Fabricarás la ley, dirás lo que es delito, cambiando cada siglo de opinión, y someterás todos los delincuentes a una misma regla, que es como si a todos los enfermos los curasen con el mismo medicamento.

Después señaló al otro, un morenito vivaracho, siempre con un palo para sacudir a sus hermanos.

-Tú serás un guerrero, un caudillo. Llevarás tras de ti a los hombres como el rebaño que marcha al matadero, y, sin embargo, te reclamarán: la gente, al verte cubierto de sangre, te admirará como un semidiós. Si los otros matan, serán criminales; si tú matas, serás héroe. Inunda de sangre los campos, pasa los pueblos a hierro y fuego, destruye, mata, y te cantarán los poetas y escribirán tus hazañas los historiadores. Los que sin ser tú hagan lo mismo, arrastrarán cadenas.

Reflexionó el Señor un momento, y se dirigió al tercero.

-Tú acapararás las riquezas del mundo, serás comerciante, prestarás dinero a los reyes, tratándolos como iguales, y si arruinas a todo un pueblo, el mundo entero admirará tu habilidad.

El pobre Adán lloraba de agradecimiento, mientras Eva, inquieta y temblorosa, intentaba decir algo, si decidirse a ello. En su corazón de madre se agitaba el remordimiento; pensaba en los pobrecitos encerrados en el establo que iban a quedar excluídos del reparto de mercedes.

-Voy a enseñárselos -decía por lo bajo a su marido.

Y éste, tímido siempre, se oponía murmurando:

-Sería demasiado atrevimiento. Se enfadará el Señor.

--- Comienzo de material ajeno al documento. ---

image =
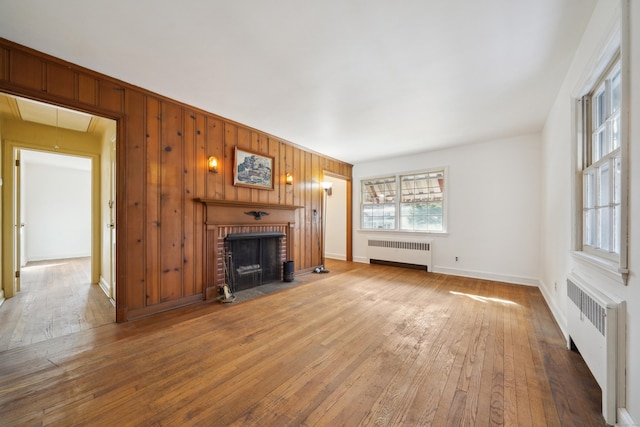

Justamente, el arcángel Miguel, que había venido de mala gana a la casa de aquellos réprobos, daba prisas a su Amo.

-Señor, que es tarde.

El Señor se levantó; la escolta de arcángeles, bajando de los árboles, acudió corriendo para presentar armas a la salida. Eva, impulsada por su remordimiento, corrió al establo, abriendo la puerta.

-Señor, que aún quedan más. Algo para estos pobrecitos.

El Todopoderoso miró con extrañeza aquella caterva sucia y asquerosa que se agitaba en el estiércol como un motón de gusanos.

-Nada me queda que dar –dijo-. Sus hermanos se lo han llevado todo. Ya pensaré, mujer; ya veremos más adelante.

San Miguel empujaba a Eva para que no importunase mas al Amo; pero ella seguía suplicando:

-Algo, Señor; dadles cualquier cosa. ¿Qué van a hacer estos pobres en el mundo?

El Señor deseaba irse, y salió de la masía.

-Ya tienen destino –dijo a la madre. Estos se encargarían de servir y mantener a otros.

-Y de aquellos infelices –terminó el viejo segador-, que nuestra primera madre ocultó en el establo, descendemos nosotros que vivimos sobre la tierra.